Research

Our group develops computational methods for understanding the interactions, dynamics and conservation of complex biological systems. Below we highlight some of the problems we have worked on and some of our ongoing work.

Please see our publications page for complete details on these projects.


Identifying and modeling interactions

We have so far focused on two types of molecular interactions: Protein-DNA and protein protein. For protein-DNA we have developed methods for combining gene expression and CHIP-chip data for modeling regulatory networks in yeast. We are now extending these methods for modeling the dynamics of regulatory networks. Our work led to a number of new insights regarding the organization and combinatorial regulation of various sub-networks in yeast. For protein-protein interactions we are developing new method to extract the set of interacting proteins from high throughput biological datasets. We develop and test classification methods for this task and evaluate the importance of the different feature. The results of this work lead to many new hypothesis regarding the set of interacting proteins, some are currently tested by our collaborators.

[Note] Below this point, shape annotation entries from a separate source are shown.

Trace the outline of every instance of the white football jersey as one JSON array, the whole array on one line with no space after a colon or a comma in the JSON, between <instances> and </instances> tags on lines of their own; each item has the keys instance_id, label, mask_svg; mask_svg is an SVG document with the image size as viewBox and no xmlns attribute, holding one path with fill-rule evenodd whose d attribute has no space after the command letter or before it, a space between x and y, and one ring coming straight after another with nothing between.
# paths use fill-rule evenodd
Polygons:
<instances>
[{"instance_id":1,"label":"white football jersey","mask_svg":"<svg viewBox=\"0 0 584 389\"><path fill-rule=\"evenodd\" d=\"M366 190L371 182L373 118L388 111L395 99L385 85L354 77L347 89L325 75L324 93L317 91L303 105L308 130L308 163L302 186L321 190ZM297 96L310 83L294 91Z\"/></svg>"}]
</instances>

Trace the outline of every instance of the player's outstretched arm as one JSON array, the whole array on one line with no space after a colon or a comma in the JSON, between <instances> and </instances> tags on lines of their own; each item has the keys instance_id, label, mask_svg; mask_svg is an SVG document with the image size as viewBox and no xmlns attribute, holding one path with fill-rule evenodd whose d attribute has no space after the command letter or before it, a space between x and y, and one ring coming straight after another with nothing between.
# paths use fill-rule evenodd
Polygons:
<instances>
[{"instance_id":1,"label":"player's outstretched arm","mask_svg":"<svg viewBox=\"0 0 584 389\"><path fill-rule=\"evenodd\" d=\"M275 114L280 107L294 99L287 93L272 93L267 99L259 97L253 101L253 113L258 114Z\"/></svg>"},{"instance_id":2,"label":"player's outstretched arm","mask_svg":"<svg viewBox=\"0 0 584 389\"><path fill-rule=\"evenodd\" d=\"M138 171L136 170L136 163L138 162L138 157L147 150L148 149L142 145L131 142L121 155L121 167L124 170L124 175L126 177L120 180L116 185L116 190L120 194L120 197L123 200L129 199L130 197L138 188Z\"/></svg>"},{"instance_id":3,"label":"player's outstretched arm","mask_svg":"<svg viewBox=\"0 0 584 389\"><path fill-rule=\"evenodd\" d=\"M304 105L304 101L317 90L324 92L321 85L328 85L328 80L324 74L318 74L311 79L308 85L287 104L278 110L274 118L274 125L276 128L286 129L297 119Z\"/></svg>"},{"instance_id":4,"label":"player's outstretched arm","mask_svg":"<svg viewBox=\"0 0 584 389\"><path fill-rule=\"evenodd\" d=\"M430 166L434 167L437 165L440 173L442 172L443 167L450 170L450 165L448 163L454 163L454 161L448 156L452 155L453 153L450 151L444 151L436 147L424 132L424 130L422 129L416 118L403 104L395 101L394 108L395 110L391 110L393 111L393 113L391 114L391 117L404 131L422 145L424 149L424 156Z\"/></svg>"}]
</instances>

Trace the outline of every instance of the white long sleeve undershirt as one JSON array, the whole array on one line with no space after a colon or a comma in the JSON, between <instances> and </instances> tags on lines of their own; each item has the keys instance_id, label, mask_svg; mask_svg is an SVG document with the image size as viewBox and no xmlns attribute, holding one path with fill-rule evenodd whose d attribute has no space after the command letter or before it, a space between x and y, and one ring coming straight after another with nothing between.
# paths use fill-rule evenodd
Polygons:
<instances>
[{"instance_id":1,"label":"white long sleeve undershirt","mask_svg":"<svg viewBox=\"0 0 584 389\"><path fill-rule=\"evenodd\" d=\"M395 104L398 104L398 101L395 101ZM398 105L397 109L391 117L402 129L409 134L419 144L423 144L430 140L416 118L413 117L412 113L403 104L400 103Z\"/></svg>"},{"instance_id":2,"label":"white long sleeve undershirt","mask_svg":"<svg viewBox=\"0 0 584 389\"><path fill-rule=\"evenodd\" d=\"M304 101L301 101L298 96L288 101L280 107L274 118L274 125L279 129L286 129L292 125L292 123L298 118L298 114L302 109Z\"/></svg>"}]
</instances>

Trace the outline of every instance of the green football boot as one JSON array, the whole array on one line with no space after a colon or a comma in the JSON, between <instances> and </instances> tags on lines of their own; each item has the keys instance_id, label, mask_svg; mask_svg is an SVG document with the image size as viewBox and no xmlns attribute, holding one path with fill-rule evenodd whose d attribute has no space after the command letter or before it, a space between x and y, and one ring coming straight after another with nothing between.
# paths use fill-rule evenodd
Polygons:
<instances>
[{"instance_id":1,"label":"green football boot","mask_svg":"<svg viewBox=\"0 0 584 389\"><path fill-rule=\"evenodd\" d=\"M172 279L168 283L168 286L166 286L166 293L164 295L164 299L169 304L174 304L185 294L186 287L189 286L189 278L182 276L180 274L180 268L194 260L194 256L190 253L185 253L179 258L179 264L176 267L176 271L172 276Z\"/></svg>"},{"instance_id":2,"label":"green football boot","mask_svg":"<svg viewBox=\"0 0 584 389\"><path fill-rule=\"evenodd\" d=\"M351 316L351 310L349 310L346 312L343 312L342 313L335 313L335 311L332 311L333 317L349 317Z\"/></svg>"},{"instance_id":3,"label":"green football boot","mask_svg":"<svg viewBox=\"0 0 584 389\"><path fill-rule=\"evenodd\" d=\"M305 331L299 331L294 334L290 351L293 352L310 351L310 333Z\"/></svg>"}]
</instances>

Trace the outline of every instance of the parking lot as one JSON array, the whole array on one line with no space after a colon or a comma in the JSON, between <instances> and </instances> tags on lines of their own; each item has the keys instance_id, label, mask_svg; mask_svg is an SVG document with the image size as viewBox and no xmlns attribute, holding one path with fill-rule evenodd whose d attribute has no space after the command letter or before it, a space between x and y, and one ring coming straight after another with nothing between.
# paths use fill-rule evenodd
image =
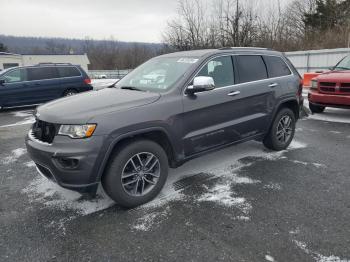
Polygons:
<instances>
[{"instance_id":1,"label":"parking lot","mask_svg":"<svg viewBox=\"0 0 350 262\"><path fill-rule=\"evenodd\" d=\"M192 160L132 210L40 177L32 111L0 113L1 261L350 261L350 111L302 119L283 152L248 142Z\"/></svg>"}]
</instances>

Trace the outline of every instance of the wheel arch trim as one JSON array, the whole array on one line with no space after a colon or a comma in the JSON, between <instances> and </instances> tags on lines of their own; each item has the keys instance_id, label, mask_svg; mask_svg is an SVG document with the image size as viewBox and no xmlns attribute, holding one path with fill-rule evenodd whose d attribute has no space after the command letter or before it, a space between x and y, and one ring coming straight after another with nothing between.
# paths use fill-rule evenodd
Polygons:
<instances>
[{"instance_id":1,"label":"wheel arch trim","mask_svg":"<svg viewBox=\"0 0 350 262\"><path fill-rule=\"evenodd\" d=\"M175 150L175 147L174 147L174 141L171 139L171 136L169 135L169 132L163 128L163 127L148 127L148 128L144 128L144 129L139 129L139 130L136 130L136 131L130 131L130 132L127 132L127 133L124 133L120 136L117 136L116 138L114 138L112 140L112 142L110 143L110 145L108 146L106 152L105 152L105 155L103 157L103 160L102 160L102 163L98 169L98 174L97 174L97 178L96 180L97 181L100 181L101 180L101 177L107 167L107 164L108 164L108 160L113 152L113 150L115 149L115 146L121 142L122 140L124 139L127 139L129 137L132 137L132 136L138 136L138 135L143 135L143 134L147 134L147 133L151 133L151 132L162 132L166 138L168 139L169 143L170 143L170 146L171 146L171 150L173 152L173 155L174 157L176 158L176 150Z\"/></svg>"}]
</instances>

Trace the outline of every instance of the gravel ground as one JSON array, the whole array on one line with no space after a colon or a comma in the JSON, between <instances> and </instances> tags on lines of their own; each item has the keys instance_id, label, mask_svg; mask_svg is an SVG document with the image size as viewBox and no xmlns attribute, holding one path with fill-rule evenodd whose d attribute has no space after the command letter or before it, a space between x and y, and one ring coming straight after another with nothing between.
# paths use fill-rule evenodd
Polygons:
<instances>
[{"instance_id":1,"label":"gravel ground","mask_svg":"<svg viewBox=\"0 0 350 262\"><path fill-rule=\"evenodd\" d=\"M0 261L350 261L350 111L299 121L284 152L248 142L190 161L132 210L41 178L31 112L0 113Z\"/></svg>"}]
</instances>

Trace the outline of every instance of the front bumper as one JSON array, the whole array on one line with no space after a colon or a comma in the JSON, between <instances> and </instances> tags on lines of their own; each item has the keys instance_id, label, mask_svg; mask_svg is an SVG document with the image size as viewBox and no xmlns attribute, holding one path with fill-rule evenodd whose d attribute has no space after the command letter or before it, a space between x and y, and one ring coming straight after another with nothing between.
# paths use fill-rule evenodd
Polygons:
<instances>
[{"instance_id":1,"label":"front bumper","mask_svg":"<svg viewBox=\"0 0 350 262\"><path fill-rule=\"evenodd\" d=\"M308 99L310 103L315 105L350 108L350 96L346 95L329 95L311 90Z\"/></svg>"},{"instance_id":2,"label":"front bumper","mask_svg":"<svg viewBox=\"0 0 350 262\"><path fill-rule=\"evenodd\" d=\"M103 141L103 136L88 139L56 136L52 144L47 144L35 139L29 131L25 144L42 175L64 188L89 192L99 183Z\"/></svg>"}]
</instances>

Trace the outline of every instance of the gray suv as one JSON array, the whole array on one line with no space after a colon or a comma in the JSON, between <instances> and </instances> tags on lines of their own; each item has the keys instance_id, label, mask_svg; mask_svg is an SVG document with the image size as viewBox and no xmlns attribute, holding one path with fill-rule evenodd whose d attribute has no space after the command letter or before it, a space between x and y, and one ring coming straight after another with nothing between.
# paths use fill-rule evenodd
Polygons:
<instances>
[{"instance_id":1,"label":"gray suv","mask_svg":"<svg viewBox=\"0 0 350 262\"><path fill-rule=\"evenodd\" d=\"M223 48L149 60L115 88L40 106L26 137L38 171L60 186L124 207L152 200L168 168L225 146L291 143L300 76L279 52Z\"/></svg>"}]
</instances>

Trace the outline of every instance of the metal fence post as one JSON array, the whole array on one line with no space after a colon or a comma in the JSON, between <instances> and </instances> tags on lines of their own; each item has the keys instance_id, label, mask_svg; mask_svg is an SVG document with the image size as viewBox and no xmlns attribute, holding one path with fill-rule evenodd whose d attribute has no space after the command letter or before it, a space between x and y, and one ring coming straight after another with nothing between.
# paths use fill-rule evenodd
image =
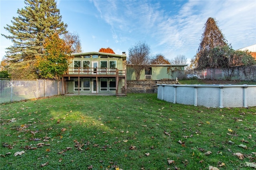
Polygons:
<instances>
[{"instance_id":1,"label":"metal fence post","mask_svg":"<svg viewBox=\"0 0 256 170\"><path fill-rule=\"evenodd\" d=\"M38 79L36 79L36 99L38 98Z\"/></svg>"},{"instance_id":2,"label":"metal fence post","mask_svg":"<svg viewBox=\"0 0 256 170\"><path fill-rule=\"evenodd\" d=\"M13 82L12 79L12 84L11 85L11 102L12 102L12 87L13 87Z\"/></svg>"},{"instance_id":3,"label":"metal fence post","mask_svg":"<svg viewBox=\"0 0 256 170\"><path fill-rule=\"evenodd\" d=\"M44 79L44 96L45 97L45 79Z\"/></svg>"}]
</instances>

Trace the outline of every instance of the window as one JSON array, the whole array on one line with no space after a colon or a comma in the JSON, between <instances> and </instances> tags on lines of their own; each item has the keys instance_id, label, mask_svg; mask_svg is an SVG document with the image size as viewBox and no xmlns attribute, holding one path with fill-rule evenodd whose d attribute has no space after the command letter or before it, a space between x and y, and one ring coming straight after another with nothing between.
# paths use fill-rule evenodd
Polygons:
<instances>
[{"instance_id":1,"label":"window","mask_svg":"<svg viewBox=\"0 0 256 170\"><path fill-rule=\"evenodd\" d=\"M148 67L145 70L145 74L151 75L152 74L152 67Z\"/></svg>"},{"instance_id":2,"label":"window","mask_svg":"<svg viewBox=\"0 0 256 170\"><path fill-rule=\"evenodd\" d=\"M78 73L81 67L81 61L74 60L74 73Z\"/></svg>"},{"instance_id":3,"label":"window","mask_svg":"<svg viewBox=\"0 0 256 170\"><path fill-rule=\"evenodd\" d=\"M89 68L90 61L83 61L83 71L84 73L89 73Z\"/></svg>"},{"instance_id":4,"label":"window","mask_svg":"<svg viewBox=\"0 0 256 170\"><path fill-rule=\"evenodd\" d=\"M83 79L83 91L90 91L90 79Z\"/></svg>"},{"instance_id":5,"label":"window","mask_svg":"<svg viewBox=\"0 0 256 170\"><path fill-rule=\"evenodd\" d=\"M110 73L115 73L116 69L116 61L109 61L109 72Z\"/></svg>"},{"instance_id":6,"label":"window","mask_svg":"<svg viewBox=\"0 0 256 170\"><path fill-rule=\"evenodd\" d=\"M109 91L116 91L116 79L110 79L109 82Z\"/></svg>"},{"instance_id":7,"label":"window","mask_svg":"<svg viewBox=\"0 0 256 170\"><path fill-rule=\"evenodd\" d=\"M100 79L100 91L108 91L108 79Z\"/></svg>"},{"instance_id":8,"label":"window","mask_svg":"<svg viewBox=\"0 0 256 170\"><path fill-rule=\"evenodd\" d=\"M100 73L106 73L107 71L107 61L100 61Z\"/></svg>"},{"instance_id":9,"label":"window","mask_svg":"<svg viewBox=\"0 0 256 170\"><path fill-rule=\"evenodd\" d=\"M82 80L80 79L79 80L79 91L81 91L82 89ZM74 91L78 91L78 79L75 79L74 80Z\"/></svg>"}]
</instances>

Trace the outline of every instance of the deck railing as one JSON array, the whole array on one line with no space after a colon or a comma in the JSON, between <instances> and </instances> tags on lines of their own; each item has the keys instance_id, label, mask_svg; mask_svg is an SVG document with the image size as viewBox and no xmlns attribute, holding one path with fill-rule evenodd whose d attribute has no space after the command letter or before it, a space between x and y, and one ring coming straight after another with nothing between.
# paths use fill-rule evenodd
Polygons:
<instances>
[{"instance_id":1,"label":"deck railing","mask_svg":"<svg viewBox=\"0 0 256 170\"><path fill-rule=\"evenodd\" d=\"M126 71L116 68L68 67L67 75L125 75Z\"/></svg>"}]
</instances>

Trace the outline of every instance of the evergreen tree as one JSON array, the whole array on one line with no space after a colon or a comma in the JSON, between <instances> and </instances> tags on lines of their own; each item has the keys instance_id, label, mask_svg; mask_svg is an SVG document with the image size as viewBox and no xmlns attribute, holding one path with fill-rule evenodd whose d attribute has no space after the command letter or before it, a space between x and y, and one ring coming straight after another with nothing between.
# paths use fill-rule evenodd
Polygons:
<instances>
[{"instance_id":1,"label":"evergreen tree","mask_svg":"<svg viewBox=\"0 0 256 170\"><path fill-rule=\"evenodd\" d=\"M45 55L43 57L37 56L37 61L35 64L43 77L60 80L73 58L70 55L73 51L72 44L66 43L57 34L46 39L44 44Z\"/></svg>"},{"instance_id":2,"label":"evergreen tree","mask_svg":"<svg viewBox=\"0 0 256 170\"><path fill-rule=\"evenodd\" d=\"M13 43L6 48L4 60L13 78L36 79L36 56L44 55L45 39L55 33L66 33L67 25L61 21L54 0L25 0L25 4L24 8L18 10L18 16L13 17L12 25L4 27L11 35L2 34Z\"/></svg>"},{"instance_id":3,"label":"evergreen tree","mask_svg":"<svg viewBox=\"0 0 256 170\"><path fill-rule=\"evenodd\" d=\"M214 68L214 56L211 51L215 47L227 45L227 41L214 18L208 18L204 30L201 42L194 61L198 69Z\"/></svg>"}]
</instances>

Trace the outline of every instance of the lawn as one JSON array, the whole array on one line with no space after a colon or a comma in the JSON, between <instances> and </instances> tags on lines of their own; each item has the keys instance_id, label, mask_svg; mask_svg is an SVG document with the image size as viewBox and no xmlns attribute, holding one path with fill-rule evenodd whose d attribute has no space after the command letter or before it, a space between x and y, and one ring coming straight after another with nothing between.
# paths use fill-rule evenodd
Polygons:
<instances>
[{"instance_id":1,"label":"lawn","mask_svg":"<svg viewBox=\"0 0 256 170\"><path fill-rule=\"evenodd\" d=\"M0 113L1 170L256 165L256 107L206 108L128 94L28 100L2 104Z\"/></svg>"}]
</instances>

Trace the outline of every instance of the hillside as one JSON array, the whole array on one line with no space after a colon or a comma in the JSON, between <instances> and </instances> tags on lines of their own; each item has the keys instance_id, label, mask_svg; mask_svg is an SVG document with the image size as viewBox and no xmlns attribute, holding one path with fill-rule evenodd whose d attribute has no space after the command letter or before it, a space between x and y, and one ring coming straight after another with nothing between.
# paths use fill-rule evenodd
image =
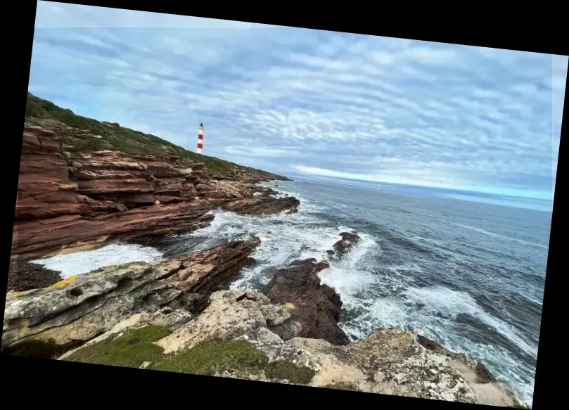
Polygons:
<instances>
[{"instance_id":1,"label":"hillside","mask_svg":"<svg viewBox=\"0 0 569 410\"><path fill-rule=\"evenodd\" d=\"M180 161L202 162L207 171L221 177L246 174L265 179L288 179L286 177L199 155L155 135L121 127L116 122L101 122L77 115L70 110L58 107L29 92L25 122L56 132L64 149L70 153L110 150L130 155L157 155L162 154L165 147L168 147L176 152Z\"/></svg>"}]
</instances>

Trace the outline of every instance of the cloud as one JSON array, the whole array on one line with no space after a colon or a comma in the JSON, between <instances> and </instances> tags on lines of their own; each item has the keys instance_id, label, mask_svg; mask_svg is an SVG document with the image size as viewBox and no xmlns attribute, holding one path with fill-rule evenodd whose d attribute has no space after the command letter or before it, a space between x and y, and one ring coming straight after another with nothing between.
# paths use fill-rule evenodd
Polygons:
<instances>
[{"instance_id":1,"label":"cloud","mask_svg":"<svg viewBox=\"0 0 569 410\"><path fill-rule=\"evenodd\" d=\"M277 173L555 182L565 56L44 1L36 27L30 91L188 149L203 122L204 153Z\"/></svg>"}]
</instances>

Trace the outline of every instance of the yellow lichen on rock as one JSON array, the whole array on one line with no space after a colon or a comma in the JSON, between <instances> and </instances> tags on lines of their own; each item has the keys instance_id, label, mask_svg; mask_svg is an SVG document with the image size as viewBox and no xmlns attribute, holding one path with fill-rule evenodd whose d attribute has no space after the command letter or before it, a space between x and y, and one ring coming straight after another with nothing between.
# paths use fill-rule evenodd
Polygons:
<instances>
[{"instance_id":1,"label":"yellow lichen on rock","mask_svg":"<svg viewBox=\"0 0 569 410\"><path fill-rule=\"evenodd\" d=\"M295 305L292 303L286 303L283 305L283 310L287 313L290 312L295 308Z\"/></svg>"},{"instance_id":2,"label":"yellow lichen on rock","mask_svg":"<svg viewBox=\"0 0 569 410\"><path fill-rule=\"evenodd\" d=\"M65 278L63 281L60 281L59 282L56 282L50 286L50 288L63 288L65 285L68 285L69 283L72 283L75 282L77 278L77 275L74 275L72 276L69 276L68 278Z\"/></svg>"}]
</instances>

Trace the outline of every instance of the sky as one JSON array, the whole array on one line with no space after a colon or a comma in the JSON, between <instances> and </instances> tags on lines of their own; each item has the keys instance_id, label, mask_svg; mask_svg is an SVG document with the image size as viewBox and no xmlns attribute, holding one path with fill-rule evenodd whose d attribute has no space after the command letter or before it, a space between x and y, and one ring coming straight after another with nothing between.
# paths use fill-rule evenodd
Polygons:
<instances>
[{"instance_id":1,"label":"sky","mask_svg":"<svg viewBox=\"0 0 569 410\"><path fill-rule=\"evenodd\" d=\"M551 200L568 57L38 1L29 90L285 175Z\"/></svg>"}]
</instances>

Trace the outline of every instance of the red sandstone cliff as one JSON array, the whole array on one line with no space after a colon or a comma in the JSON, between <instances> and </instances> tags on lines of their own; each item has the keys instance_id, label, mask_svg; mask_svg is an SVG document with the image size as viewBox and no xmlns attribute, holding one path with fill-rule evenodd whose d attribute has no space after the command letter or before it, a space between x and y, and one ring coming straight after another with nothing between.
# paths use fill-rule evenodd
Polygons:
<instances>
[{"instance_id":1,"label":"red sandstone cliff","mask_svg":"<svg viewBox=\"0 0 569 410\"><path fill-rule=\"evenodd\" d=\"M146 157L71 154L62 150L57 132L26 127L11 259L191 231L207 226L214 217L208 212L219 207L261 216L298 205L294 198L253 196L254 177L219 180L203 168L167 149Z\"/></svg>"}]
</instances>

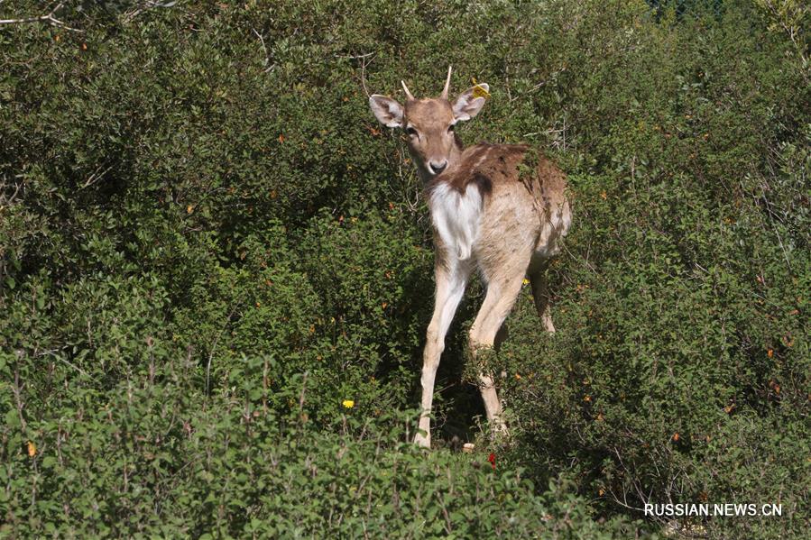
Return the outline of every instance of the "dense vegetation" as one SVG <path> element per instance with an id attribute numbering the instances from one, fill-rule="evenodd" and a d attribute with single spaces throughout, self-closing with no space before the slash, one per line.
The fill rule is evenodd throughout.
<path id="1" fill-rule="evenodd" d="M 0 535 L 806 532 L 803 3 L 156 4 L 0 26 Z M 544 149 L 575 222 L 558 333 L 525 291 L 491 360 L 512 440 L 474 284 L 424 453 L 430 226 L 367 95 L 448 63 L 491 87 L 462 138 Z M 703 501 L 783 517 L 641 511 Z"/>

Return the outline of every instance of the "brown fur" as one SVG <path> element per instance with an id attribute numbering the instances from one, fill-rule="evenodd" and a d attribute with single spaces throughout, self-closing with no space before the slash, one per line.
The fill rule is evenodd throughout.
<path id="1" fill-rule="evenodd" d="M 526 145 L 482 142 L 466 149 L 462 146 L 452 126 L 478 114 L 484 104 L 480 95 L 483 90 L 488 92 L 489 87 L 468 88 L 451 104 L 447 99 L 449 82 L 450 70 L 445 90 L 436 99 L 413 99 L 403 84 L 409 96 L 404 107 L 390 97 L 370 96 L 370 106 L 382 124 L 401 127 L 407 133 L 414 130 L 408 135 L 409 151 L 423 180 L 432 216 L 440 220 L 434 222 L 435 226 L 438 223 L 450 226 L 447 225 L 448 213 L 462 208 L 463 201 L 468 205 L 464 206 L 467 213 L 464 219 L 468 221 L 454 222 L 452 226 L 474 227 L 471 224 L 478 224 L 475 243 L 464 251 L 458 245 L 456 251 L 444 245 L 435 228 L 436 302 L 423 352 L 423 415 L 420 432 L 415 437 L 417 444 L 426 446 L 430 446 L 429 414 L 445 335 L 470 273 L 477 269 L 487 283 L 484 301 L 470 328 L 474 356 L 478 350 L 494 344 L 525 275 L 530 277 L 543 326 L 554 332 L 545 270 L 549 257 L 559 251 L 560 238 L 571 222 L 566 175 L 551 160 L 539 156 L 535 174 L 520 174 L 519 168 L 530 151 Z M 442 185 L 447 185 L 450 190 L 436 192 Z M 475 194 L 465 198 L 471 186 L 478 190 L 482 201 L 475 222 L 469 218 L 470 205 L 477 204 L 478 199 Z M 458 198 L 448 198 L 447 194 L 454 191 Z M 450 231 L 443 230 L 446 233 Z M 457 242 L 459 237 L 452 238 Z M 463 256 L 465 259 L 460 258 Z M 504 432 L 502 405 L 493 378 L 483 372 L 479 380 L 487 419 L 496 430 Z"/>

Figure 1: Rich media gene modules network.
Computational Discovery of Gene Modules and Regulatory Networks

Dynamics

We have primarily focused on the analysis and interpretation of time series gene expression data. Almost 40% of current gene expression datasets are time series and this percentage is likely to grow since most biological systems are dynamic. We have developed computational algorithms and tools for many different aspects of time series expression analysis including:

  • Methods for designing time series experiments, focusing on when to sample and on the quality of time series expression profiles
  • Methods for data analysis including mixed effects models for continuous representation of time series expression data, alignment and identifying differentially expressed genes in time series experiments. We have also developed methods for analyzing data from clinical expression experiments.
  • Methods for patterns recognition in time series expression experiments. These include methods for optimal leaf ordering of hierarchical clustering results, for continuous clustering and for clustering short time series expression data.
  • Methods for combining high throughput biological datasets for inferring regulatory networks in the cell. Many of the computational software and tools we have developed are available from the Software page.

Conservation of biological systems

We have recently initiated a project that tries to combine (time series) expression data with sequence data to identify cell cycle genes. Our methods combine data from multiple species for this task allowing as improve upon the set discovered when using only the species data.